类方法、类中 associated const item 都属于 value namespace. 但是由于一个 struct 可以有多个 impl 块，仍然会有重名发生.

enum D {
    A,
    B,
    C,
}

impl Int for D {
    const FN: i32 = 1926;
    fn get(&self) -> i32 {
        match self {
            D::A => 1,
            D::B => 2,
            D::C => 3,
        }
    }
}

impl Str for D {
    fn get(&self) -> String {
        match self {
            D::A => String::from("A"),
            D::B => String::from("B"),
            D::C => String::from("C"),
        }
    }
}

impl D {
    fn get(&self) -> i32 {
        114514
    }
}

impl Con for D {}

struct P {}

impl Int for P {
    const FN: i32 = 2026;
    fn get(&self) -> i32 {
        1919810
    }
}

trait Int {
    const FN: i32;
    fn get(&self) -> i32;
}

trait Str {
    fn get(&self) -> String;
}

trait Con {
    const FN: i32 = 0817;
}
struct Y {
    i: i32,
    p: i32,
}

fn g(d: i32, ff: &str) -> [i32; 2] {
    let mut a = [0; 2];
    a[0] = d;
    a[1] = ff.len() as i32;
    a
}
fn main() {
    let d = D::B;
    println!("{}", D::get(&d)); // 114514
    println!("{}", Int::get(&d)); // 2
    let p = P {};
    println!("{}", Int::get(&p)); // 1919810
    println!("{}", Str::get(&d)); // B
    println!("{}", d.get()); // 114514
    println!("{}", P::FN); // 2026
    // println!("{}", D::FN); // error
    // println!("{}", Int::FN); // error
    // println!("{}", Con::FN); // error
    println!("{}", <D as Con>::FN); // 817
    println!("{}", <D as Int>::FN); // 1926
    println!(
        "{:?}",
        g({ 123 }, "Hello") // [123, 5]
    );
}

总之 1.field 和 method 可以重名；2.默认用 inherent impl 的 associated item, 它会覆盖 trait impl 的同名 item；3.如果要用 trait impl 的同名 item, 需要显式指定 trait 名.

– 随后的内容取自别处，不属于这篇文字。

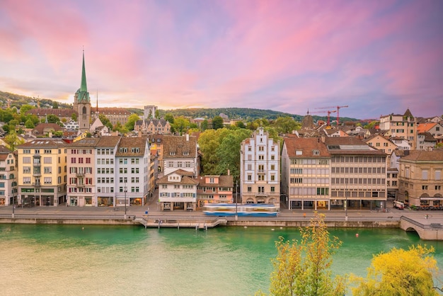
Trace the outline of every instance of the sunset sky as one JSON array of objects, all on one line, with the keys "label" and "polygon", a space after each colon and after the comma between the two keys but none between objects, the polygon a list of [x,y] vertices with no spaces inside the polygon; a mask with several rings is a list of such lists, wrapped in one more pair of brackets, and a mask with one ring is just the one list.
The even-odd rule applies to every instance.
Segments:
[{"label": "sunset sky", "polygon": [[0,91],[71,103],[84,47],[93,106],[443,114],[441,0],[0,0]]}]

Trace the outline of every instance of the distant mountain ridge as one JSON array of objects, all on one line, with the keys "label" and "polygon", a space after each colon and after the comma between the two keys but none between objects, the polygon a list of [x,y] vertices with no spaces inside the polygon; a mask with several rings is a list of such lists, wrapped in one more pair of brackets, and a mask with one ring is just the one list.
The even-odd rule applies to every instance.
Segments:
[{"label": "distant mountain ridge", "polygon": [[[48,98],[33,98],[30,96],[21,96],[4,91],[0,91],[0,106],[6,108],[8,105],[8,100],[11,99],[11,107],[16,106],[20,108],[22,105],[37,106],[38,101],[40,102],[40,108],[52,108],[56,101]],[[72,104],[57,102],[59,108],[71,108]],[[135,108],[126,108],[131,113],[138,115],[143,114],[143,110]],[[174,116],[185,116],[191,118],[213,118],[224,113],[229,119],[241,120],[244,121],[252,121],[256,119],[263,118],[267,120],[275,120],[279,117],[289,116],[294,118],[297,121],[301,122],[304,115],[290,114],[284,112],[274,111],[272,110],[255,109],[249,108],[187,108],[187,109],[172,109],[159,110],[161,116],[164,116],[167,113],[171,113]],[[312,116],[314,120],[326,120],[326,116]],[[331,120],[335,117],[331,116]],[[341,122],[358,121],[355,118],[340,118]]]}]

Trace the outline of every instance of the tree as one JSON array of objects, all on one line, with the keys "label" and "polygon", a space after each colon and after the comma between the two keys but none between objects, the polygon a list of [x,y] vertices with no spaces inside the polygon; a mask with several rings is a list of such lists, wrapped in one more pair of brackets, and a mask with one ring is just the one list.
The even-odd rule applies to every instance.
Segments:
[{"label": "tree", "polygon": [[127,122],[125,125],[125,127],[129,130],[134,130],[134,125],[137,120],[139,120],[140,118],[138,115],[135,113],[132,113],[127,118]]},{"label": "tree", "polygon": [[279,117],[273,126],[280,134],[290,134],[293,130],[299,130],[301,125],[289,116]]},{"label": "tree", "polygon": [[354,295],[437,295],[432,280],[437,261],[429,254],[432,247],[412,246],[409,250],[393,248],[374,257],[366,279],[353,277],[358,285]]},{"label": "tree", "polygon": [[9,134],[4,137],[4,142],[8,144],[8,148],[11,151],[14,151],[17,145],[20,145],[25,142],[23,140],[19,140],[14,130],[11,130]]},{"label": "tree", "polygon": [[212,118],[212,128],[214,130],[218,130],[223,128],[223,118],[220,116],[215,116]]},{"label": "tree", "polygon": [[54,114],[50,114],[47,118],[49,123],[59,123],[60,122],[60,118]]},{"label": "tree", "polygon": [[174,123],[171,125],[174,127],[176,132],[178,132],[182,135],[183,132],[186,132],[190,126],[189,119],[180,116],[174,119]]},{"label": "tree", "polygon": [[332,278],[331,256],[342,242],[329,237],[324,215],[316,212],[310,226],[301,228],[301,239],[276,241],[277,257],[272,260],[270,292],[272,295],[343,295],[345,277]]}]

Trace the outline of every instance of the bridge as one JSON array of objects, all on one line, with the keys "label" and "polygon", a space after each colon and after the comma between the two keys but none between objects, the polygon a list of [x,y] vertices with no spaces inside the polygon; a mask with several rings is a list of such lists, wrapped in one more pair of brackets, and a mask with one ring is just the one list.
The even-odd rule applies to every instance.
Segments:
[{"label": "bridge", "polygon": [[443,240],[443,224],[441,223],[422,224],[408,217],[401,216],[400,228],[405,232],[415,232],[423,240]]}]

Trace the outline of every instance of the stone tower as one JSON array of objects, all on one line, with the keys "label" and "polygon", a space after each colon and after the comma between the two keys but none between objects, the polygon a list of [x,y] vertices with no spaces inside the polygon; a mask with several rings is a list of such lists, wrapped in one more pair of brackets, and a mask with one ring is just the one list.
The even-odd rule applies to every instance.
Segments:
[{"label": "stone tower", "polygon": [[77,120],[81,132],[88,131],[91,125],[91,98],[86,86],[86,72],[85,71],[85,52],[83,52],[83,67],[81,68],[81,83],[80,89],[74,96],[74,110],[79,113]]}]

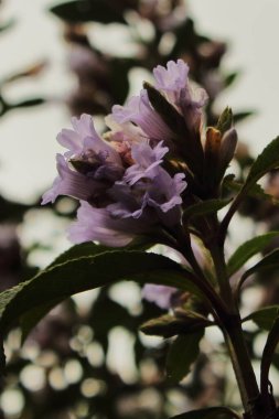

有时候 method 中没有 &self 参数，这样就必须用 as 指定调用的是哪个 struct 的 method.

Nested `impl`

struct G {}

trait Get {
    fn get(&self) -> i32 {
        19260817
    }
}
fn max(x: i32, y: i32) -> i32 {
    struct G {
        a: i32,
    }
    impl crate::G { // 1
        fn get() -> G {
            G { a: 1919810 }
        }
    }
    if x > y {
        impl Get for G {} // 2
        return x;
    }
    y
}
fn main() {
    let g = G::get();
    println!("{}", g.get()); // 19260817
}

情况 1，编译器直接按照路径寻找，得到的是函数外的空结构体；情况 2，在当前 scope 中寻找 G, 没找到继续回溯，直到在函数体这一层找到.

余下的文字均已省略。